Signals are useless without a sequence, so here is the order I would work them in over a month. Spend the first week on retrievability, because it gates everything. Confirm your key pages are crawlable and indexed, fix anything that loads slowly, and remove the scripts or blocks that hide content from machines. Run a real check: search for the exact questions you want to be cited for and see whether your pages surface at all. If they do not, nothing downstream matters yet, and this is where your time belongs.

Spend the second week on directness and structure. Take your three most important pages and rewrite the opening of each so it answers the core question plainly in the first screen. Add a clean FAQ that mirrors the precise questions people ask, with each answer stated in one or two self-contained sentences a model could quote without summarizing. Break long, meandering passages into defined claims backed by specific numbers or examples. You are not adding words; you are making the words you have easy to lift.

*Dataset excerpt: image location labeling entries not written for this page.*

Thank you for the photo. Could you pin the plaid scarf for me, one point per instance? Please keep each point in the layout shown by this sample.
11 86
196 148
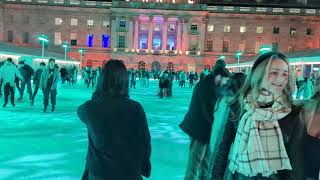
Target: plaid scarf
258 147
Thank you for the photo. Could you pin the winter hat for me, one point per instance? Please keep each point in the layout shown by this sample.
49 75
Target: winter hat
266 56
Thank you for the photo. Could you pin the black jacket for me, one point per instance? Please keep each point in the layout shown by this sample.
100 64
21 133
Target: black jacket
198 120
37 77
119 139
26 72
293 131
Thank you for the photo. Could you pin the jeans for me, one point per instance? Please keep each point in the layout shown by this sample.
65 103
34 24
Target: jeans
199 157
52 94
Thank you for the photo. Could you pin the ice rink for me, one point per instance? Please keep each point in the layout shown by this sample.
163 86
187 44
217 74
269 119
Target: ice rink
37 145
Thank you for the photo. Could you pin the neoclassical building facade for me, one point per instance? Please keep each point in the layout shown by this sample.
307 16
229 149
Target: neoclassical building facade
186 35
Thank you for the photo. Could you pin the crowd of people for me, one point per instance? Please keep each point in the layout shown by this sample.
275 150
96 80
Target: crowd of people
241 126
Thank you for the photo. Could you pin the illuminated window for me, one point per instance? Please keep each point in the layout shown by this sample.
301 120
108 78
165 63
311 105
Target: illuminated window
121 42
90 23
10 36
58 21
225 46
226 28
310 31
194 27
259 29
210 28
293 31
243 29
122 23
90 40
74 22
171 27
57 38
105 40
25 37
276 30
106 24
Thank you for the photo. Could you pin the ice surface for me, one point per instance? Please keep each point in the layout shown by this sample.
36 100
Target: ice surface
37 145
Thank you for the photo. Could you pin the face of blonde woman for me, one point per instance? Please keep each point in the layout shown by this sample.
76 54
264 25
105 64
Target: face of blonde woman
277 77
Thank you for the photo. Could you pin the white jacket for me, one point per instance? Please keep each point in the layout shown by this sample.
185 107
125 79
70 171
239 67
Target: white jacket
8 74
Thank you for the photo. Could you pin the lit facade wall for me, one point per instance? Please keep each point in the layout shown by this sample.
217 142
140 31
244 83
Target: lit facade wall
189 35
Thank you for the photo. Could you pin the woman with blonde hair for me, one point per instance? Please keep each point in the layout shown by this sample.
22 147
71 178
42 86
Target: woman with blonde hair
264 127
311 117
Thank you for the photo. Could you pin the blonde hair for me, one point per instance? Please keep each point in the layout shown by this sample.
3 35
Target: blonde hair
253 84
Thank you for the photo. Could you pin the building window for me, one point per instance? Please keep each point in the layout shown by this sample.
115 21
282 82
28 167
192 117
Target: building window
210 28
122 24
276 30
258 44
171 27
290 49
42 20
242 46
293 31
73 35
57 38
226 28
90 40
225 46
243 29
10 19
25 37
209 45
106 24
73 42
259 30
143 27
157 27
26 20
194 27
74 22
90 23
58 21
275 46
121 42
105 40
10 36
310 31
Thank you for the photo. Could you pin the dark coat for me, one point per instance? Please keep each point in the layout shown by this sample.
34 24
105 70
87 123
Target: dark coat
37 77
26 72
198 121
293 131
119 139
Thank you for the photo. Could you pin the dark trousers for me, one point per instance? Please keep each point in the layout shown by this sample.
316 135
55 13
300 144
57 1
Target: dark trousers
29 90
8 90
35 92
1 86
52 94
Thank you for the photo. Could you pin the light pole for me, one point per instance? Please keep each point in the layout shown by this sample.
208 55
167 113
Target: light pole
65 46
264 49
81 51
222 57
237 56
43 39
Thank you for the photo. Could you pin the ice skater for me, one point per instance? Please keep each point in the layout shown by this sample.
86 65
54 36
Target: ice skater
8 73
48 84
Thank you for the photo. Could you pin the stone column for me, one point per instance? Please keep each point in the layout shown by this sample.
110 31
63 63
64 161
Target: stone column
185 37
164 36
202 31
151 26
179 37
130 35
114 36
136 34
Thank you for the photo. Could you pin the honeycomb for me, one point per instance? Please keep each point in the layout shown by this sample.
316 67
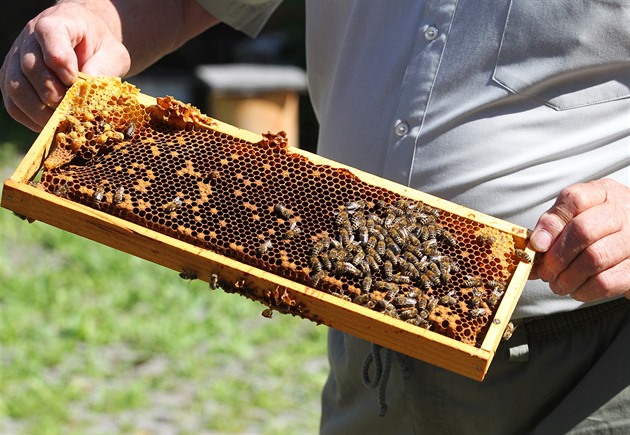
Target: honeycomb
165 167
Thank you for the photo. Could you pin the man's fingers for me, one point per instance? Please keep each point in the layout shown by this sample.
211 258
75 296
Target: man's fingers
570 202
612 282
598 258
579 238
49 89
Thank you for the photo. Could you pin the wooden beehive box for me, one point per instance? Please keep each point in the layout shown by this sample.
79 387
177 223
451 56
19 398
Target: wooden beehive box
119 216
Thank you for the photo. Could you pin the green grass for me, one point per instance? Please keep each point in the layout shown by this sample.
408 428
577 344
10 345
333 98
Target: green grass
96 341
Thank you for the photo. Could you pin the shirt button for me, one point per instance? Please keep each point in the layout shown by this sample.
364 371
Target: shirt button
431 33
401 128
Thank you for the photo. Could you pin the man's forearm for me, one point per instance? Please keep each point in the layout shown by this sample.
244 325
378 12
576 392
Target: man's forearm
149 29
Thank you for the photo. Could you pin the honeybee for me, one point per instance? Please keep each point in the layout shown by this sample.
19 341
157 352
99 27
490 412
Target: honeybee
422 303
119 196
372 263
383 305
472 282
282 211
392 245
494 297
342 220
287 299
522 256
344 236
325 260
188 274
363 299
389 220
380 247
293 231
176 203
433 277
99 194
264 247
429 247
423 314
356 221
475 300
343 268
449 298
380 204
432 211
316 277
425 282
317 247
405 301
449 238
399 235
365 267
485 240
477 312
62 190
130 130
385 286
213 282
364 236
432 303
366 284
509 330
400 279
388 268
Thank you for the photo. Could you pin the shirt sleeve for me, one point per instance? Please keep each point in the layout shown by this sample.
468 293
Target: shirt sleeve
247 16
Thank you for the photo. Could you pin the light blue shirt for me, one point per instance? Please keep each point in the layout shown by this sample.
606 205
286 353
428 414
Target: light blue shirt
495 105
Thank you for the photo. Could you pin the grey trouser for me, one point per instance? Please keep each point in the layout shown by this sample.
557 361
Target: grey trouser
564 373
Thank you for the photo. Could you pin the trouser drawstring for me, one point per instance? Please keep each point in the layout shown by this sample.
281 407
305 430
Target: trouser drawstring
382 370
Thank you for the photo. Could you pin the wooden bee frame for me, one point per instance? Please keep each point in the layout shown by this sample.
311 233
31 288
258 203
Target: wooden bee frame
468 360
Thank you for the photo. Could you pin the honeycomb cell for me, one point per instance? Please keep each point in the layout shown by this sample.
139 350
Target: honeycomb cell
164 167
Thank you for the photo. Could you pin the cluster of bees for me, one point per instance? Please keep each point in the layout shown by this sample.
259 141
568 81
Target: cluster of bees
394 252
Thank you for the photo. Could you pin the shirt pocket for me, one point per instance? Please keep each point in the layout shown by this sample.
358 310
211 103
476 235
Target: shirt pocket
566 54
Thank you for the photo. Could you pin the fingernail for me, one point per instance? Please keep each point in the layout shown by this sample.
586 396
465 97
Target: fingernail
540 241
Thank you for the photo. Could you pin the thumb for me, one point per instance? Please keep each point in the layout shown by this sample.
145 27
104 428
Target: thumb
111 60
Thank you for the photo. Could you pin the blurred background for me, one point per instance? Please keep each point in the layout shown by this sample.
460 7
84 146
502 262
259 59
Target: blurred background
93 340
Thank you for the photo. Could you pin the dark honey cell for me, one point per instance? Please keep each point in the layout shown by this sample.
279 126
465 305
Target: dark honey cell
269 208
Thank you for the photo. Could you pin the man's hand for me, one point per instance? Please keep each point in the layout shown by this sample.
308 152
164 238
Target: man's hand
585 238
49 53
75 36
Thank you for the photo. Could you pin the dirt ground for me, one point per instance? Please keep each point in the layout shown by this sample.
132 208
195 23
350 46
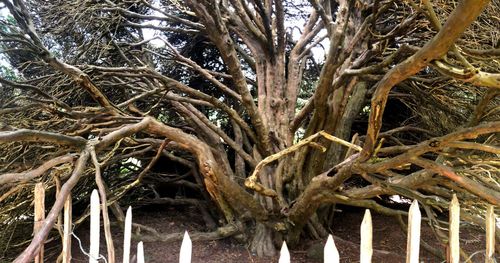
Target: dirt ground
389 241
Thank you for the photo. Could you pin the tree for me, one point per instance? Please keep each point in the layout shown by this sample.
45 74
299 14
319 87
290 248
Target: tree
235 93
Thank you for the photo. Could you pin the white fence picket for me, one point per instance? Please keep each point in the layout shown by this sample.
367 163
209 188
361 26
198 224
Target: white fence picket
490 234
454 242
94 227
127 233
140 253
413 239
366 250
186 249
39 216
330 252
284 254
67 228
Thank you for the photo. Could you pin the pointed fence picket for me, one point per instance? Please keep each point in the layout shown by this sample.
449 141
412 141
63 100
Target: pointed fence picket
331 253
284 254
413 241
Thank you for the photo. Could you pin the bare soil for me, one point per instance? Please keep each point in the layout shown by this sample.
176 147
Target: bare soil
388 239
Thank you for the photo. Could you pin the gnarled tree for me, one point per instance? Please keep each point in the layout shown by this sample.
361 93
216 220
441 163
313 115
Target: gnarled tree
272 111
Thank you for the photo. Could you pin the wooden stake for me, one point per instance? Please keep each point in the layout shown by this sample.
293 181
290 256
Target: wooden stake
186 249
127 233
330 252
94 227
366 252
39 216
413 242
66 254
490 235
453 240
140 253
284 254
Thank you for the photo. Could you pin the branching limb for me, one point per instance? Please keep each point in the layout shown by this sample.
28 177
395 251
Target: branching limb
463 15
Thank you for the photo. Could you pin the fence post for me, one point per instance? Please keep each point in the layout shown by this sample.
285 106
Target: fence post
366 252
127 233
67 229
186 249
39 216
330 252
490 234
140 253
453 239
284 254
94 227
413 242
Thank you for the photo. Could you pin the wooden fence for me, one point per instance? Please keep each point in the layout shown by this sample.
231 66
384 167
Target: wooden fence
331 253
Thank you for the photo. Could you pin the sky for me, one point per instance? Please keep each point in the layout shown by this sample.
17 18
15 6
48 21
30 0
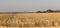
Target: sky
28 5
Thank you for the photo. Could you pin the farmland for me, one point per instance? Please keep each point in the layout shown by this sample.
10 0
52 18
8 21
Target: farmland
30 20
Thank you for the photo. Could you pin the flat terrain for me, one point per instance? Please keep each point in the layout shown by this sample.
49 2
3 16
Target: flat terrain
30 20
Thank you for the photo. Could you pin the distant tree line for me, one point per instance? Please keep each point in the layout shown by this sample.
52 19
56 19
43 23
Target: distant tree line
48 11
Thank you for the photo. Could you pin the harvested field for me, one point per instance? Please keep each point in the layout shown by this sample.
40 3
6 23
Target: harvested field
30 20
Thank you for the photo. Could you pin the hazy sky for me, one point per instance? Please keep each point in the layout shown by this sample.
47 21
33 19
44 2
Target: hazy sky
28 5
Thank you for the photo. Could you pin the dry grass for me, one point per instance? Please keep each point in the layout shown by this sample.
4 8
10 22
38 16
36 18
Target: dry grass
30 20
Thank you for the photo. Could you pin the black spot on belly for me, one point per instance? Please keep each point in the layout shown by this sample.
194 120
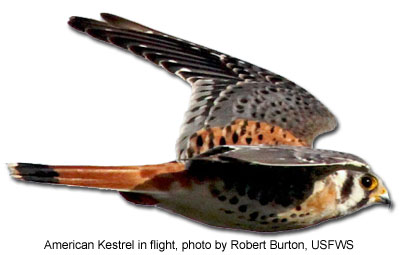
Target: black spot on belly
243 208
253 216
234 200
199 141
252 193
222 198
215 192
235 138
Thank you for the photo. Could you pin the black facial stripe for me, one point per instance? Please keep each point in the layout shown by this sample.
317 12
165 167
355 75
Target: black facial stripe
347 187
362 202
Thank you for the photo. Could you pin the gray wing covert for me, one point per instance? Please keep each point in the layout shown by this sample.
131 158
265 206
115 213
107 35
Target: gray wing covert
233 101
286 156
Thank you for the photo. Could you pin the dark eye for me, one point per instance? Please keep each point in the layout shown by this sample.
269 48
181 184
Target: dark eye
369 182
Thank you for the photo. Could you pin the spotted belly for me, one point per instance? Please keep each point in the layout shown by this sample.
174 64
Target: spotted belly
218 203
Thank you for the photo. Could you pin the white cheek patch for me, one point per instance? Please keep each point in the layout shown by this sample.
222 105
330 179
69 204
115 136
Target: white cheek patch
357 194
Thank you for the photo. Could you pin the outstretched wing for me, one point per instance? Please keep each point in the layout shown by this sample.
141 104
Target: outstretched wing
285 156
187 60
233 102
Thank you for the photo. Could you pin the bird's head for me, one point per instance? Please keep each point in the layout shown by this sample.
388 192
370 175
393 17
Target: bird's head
359 190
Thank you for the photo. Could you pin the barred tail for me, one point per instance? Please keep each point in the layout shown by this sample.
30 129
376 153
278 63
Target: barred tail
121 178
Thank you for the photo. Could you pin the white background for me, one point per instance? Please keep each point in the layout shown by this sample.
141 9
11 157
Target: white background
67 99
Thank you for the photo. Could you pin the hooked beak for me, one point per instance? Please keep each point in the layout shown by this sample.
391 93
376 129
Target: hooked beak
384 199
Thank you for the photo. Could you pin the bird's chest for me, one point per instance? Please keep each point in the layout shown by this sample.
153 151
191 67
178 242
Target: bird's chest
247 205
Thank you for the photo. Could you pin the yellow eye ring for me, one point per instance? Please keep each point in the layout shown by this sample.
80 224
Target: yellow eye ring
368 182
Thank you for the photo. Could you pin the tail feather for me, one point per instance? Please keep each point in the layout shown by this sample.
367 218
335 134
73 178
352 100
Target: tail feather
121 178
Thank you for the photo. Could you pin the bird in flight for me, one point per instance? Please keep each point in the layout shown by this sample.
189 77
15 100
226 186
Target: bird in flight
244 157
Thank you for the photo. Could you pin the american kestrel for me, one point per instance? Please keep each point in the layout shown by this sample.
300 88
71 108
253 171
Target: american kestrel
244 158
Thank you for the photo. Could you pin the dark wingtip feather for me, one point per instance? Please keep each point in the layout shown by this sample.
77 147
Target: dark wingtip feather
77 23
33 172
82 24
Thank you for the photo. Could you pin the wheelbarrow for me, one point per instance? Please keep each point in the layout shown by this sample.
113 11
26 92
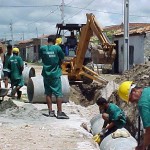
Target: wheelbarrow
3 93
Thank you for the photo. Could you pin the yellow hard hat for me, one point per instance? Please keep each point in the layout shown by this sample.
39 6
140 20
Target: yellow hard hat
97 138
58 41
125 89
16 50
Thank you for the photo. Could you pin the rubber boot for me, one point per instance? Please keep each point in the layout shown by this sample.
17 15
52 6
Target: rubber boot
19 93
13 92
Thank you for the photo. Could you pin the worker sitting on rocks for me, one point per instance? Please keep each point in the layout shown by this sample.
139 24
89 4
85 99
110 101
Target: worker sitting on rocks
114 117
129 92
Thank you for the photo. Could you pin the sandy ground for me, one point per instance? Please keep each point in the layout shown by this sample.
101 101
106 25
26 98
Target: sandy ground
23 127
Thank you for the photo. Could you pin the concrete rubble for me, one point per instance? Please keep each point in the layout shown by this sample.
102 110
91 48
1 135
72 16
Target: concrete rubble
23 125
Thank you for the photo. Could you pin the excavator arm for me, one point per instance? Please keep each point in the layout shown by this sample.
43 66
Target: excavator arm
74 68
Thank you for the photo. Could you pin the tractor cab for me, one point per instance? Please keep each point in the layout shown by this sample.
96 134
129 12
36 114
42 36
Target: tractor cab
69 33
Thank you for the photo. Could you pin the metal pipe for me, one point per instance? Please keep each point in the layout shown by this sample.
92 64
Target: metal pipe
35 89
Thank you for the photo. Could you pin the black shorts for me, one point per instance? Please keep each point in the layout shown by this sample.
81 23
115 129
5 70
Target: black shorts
6 74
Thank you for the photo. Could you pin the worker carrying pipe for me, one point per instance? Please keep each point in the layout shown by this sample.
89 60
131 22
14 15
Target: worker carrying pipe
114 117
129 92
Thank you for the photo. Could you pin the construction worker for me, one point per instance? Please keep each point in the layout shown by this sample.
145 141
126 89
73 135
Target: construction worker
6 71
114 117
129 92
58 41
52 57
15 65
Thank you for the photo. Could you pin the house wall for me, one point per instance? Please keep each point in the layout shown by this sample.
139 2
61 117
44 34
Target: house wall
138 43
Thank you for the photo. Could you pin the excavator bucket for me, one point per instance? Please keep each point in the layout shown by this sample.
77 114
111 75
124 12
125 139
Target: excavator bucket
100 56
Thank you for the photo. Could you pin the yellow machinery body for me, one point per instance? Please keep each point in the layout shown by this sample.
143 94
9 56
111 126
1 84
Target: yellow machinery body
74 68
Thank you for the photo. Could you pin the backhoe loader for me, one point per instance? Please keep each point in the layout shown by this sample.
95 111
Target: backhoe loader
74 68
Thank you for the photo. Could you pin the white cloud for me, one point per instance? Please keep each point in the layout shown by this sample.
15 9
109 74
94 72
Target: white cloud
44 19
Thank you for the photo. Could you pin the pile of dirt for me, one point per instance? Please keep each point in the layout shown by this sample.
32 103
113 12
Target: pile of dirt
139 74
85 94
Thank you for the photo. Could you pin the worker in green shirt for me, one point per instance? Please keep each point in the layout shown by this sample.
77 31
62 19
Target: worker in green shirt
129 92
52 57
6 71
114 117
15 65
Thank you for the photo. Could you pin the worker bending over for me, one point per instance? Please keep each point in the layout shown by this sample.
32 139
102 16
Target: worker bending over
114 117
129 92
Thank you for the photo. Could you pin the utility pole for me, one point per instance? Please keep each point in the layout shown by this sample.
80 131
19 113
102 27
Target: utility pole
37 32
11 30
62 11
126 35
23 36
62 14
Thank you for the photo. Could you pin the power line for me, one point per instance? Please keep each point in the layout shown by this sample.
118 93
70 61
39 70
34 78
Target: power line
27 6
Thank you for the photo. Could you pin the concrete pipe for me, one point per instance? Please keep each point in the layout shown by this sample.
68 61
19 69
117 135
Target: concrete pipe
109 143
27 73
35 89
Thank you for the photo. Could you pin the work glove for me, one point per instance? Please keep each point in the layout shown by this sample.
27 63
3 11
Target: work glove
103 131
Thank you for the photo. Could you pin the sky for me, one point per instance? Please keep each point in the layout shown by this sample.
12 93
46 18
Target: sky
26 19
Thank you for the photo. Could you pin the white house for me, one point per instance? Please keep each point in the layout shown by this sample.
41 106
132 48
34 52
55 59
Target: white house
139 44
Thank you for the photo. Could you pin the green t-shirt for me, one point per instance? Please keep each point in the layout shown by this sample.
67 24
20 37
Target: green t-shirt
15 63
52 56
5 65
144 107
116 115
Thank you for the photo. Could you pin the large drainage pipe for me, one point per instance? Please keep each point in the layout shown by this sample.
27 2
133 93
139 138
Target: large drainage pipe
109 143
27 73
35 89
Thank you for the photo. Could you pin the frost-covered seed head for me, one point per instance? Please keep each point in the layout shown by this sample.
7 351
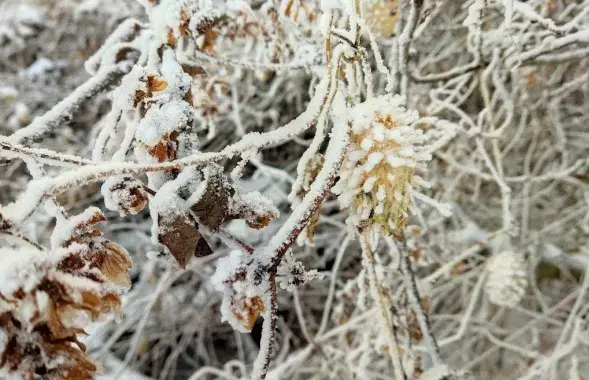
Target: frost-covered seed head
379 171
507 281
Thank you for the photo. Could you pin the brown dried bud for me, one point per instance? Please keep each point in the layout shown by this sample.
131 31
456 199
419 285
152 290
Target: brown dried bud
126 195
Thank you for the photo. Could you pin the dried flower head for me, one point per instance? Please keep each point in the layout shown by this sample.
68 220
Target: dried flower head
240 281
378 173
126 195
381 16
507 281
47 298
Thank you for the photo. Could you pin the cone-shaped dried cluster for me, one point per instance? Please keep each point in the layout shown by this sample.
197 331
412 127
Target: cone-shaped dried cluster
244 289
47 298
507 281
378 173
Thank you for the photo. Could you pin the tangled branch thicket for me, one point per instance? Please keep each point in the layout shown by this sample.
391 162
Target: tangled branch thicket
294 189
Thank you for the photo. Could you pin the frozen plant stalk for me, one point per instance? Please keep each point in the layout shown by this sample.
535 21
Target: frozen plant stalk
378 173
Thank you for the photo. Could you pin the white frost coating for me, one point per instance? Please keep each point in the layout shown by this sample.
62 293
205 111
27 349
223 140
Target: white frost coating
507 280
376 187
437 372
475 10
333 156
122 32
161 121
291 273
235 278
20 268
65 228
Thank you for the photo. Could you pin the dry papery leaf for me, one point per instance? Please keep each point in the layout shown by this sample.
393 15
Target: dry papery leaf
183 239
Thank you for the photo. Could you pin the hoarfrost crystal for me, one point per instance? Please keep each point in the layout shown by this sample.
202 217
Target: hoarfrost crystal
378 173
507 282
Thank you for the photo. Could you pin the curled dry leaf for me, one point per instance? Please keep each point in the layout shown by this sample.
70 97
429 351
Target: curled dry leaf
182 238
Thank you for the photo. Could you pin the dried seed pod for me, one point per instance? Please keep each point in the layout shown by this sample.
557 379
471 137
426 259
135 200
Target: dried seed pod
378 173
125 195
381 16
48 298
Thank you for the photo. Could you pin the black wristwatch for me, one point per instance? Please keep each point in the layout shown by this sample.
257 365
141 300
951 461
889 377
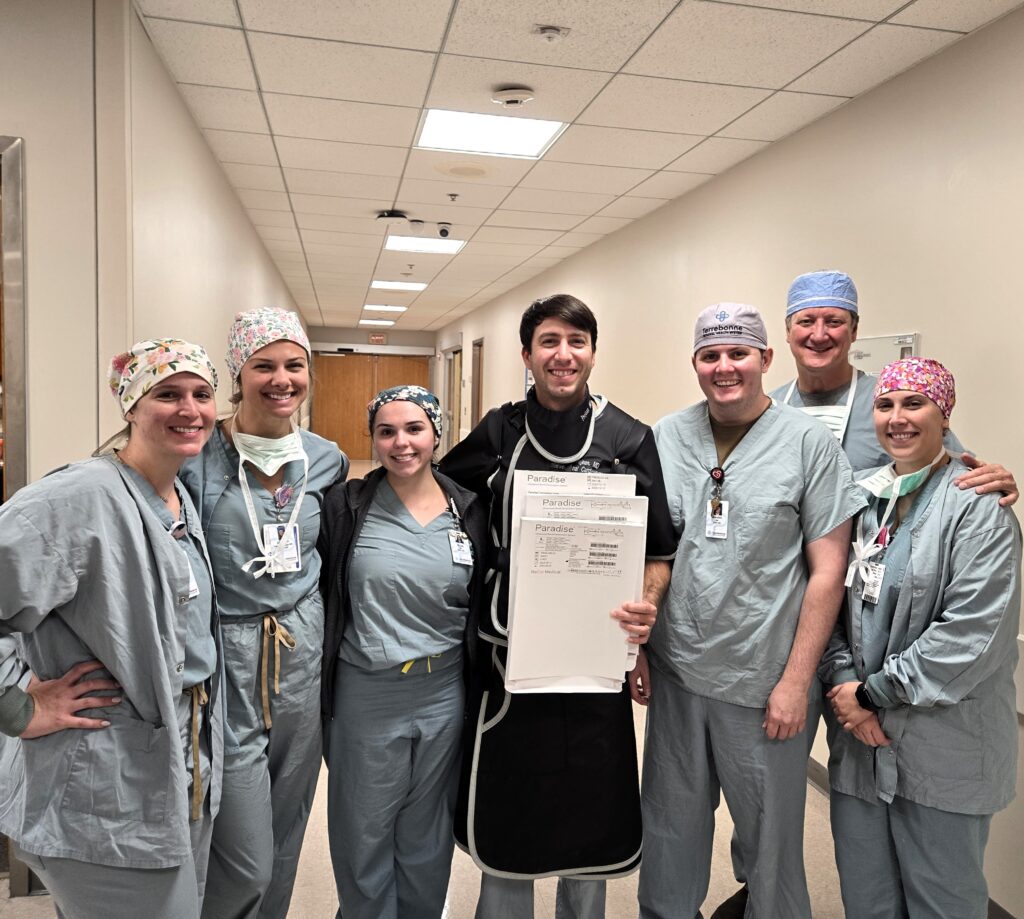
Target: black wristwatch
863 700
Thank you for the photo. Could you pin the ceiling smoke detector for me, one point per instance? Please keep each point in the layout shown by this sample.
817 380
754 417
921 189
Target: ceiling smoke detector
392 217
512 96
550 34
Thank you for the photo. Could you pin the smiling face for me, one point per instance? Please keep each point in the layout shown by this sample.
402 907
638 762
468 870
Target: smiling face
174 419
403 440
909 427
274 381
820 338
561 359
730 377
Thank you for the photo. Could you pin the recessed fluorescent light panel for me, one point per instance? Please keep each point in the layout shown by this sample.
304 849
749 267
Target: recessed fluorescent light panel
397 285
421 244
497 135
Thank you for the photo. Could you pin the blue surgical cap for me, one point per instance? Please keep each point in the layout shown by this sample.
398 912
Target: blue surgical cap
817 289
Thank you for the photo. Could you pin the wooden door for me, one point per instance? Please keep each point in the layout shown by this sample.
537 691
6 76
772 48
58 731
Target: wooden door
345 383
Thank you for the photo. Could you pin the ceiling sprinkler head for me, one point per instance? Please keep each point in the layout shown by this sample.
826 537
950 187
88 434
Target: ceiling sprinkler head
511 96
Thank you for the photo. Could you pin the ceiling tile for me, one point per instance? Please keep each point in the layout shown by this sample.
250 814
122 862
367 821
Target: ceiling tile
963 15
532 220
601 35
232 110
403 24
341 207
343 184
875 10
266 178
270 218
716 155
628 206
882 53
236 147
267 201
336 120
465 84
207 54
649 102
454 167
556 202
603 224
511 235
670 184
570 177
215 12
742 45
780 115
341 71
365 159
619 147
419 191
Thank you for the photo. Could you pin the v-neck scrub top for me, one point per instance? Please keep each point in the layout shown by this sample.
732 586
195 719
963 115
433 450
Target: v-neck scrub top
410 598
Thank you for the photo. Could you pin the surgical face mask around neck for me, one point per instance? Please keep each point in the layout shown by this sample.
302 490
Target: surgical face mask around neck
268 454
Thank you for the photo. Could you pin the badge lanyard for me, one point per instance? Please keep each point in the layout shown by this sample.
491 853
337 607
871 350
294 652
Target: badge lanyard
275 557
838 420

Use the third week on authority and entity clarity. Make sure every important page has a named author with real credentials, a clear about page that states who you are and why you know the subject, and consistent naming of your business and yourself across the web. The fourth week is corroboration: list the trusted sources that should mention you and do not yet, and start the slow work of earning those references through genuine expertise, contributed pieces, and relationships with people who write in your field. Freshness runs in the background the whole month, dating and updating your cornerstone pages as you go. None of this is a single sprint. It is a loop, and the businesses that win run it continuously rather than once.

Putting the seven signals to work

The seven signals stack, and they reinforce each other. Retrievability gets you in the room. Direct answers and clean structure make you quotable. Verifiable authority and a thick corroboration web make you safe to cite. Freshness and entity clarity make you the right, current, well-understood match for the query. None of these is a trick, and that is the point. Claude selects sources the way a thoughtful person does, so the durable strategy is to actually be the source a thoughtful person would choose, then make that fact legible to a machine.

Start by asking the questions your customers ask Claude, then read the answer and notice who gets cited. Those sources are your real competition, and the gap between them and you is a map. Usually the gap is not effort but precision: their page answered the exact question more directly, their claims were corroborated more widely, their entity was clearer. Close those gaps one signal at a time and you stop wondering why the model skips you. The work compounds, because every signal you strengthen makes the next citation more likely, and every citation thickens the record that earns the one after it.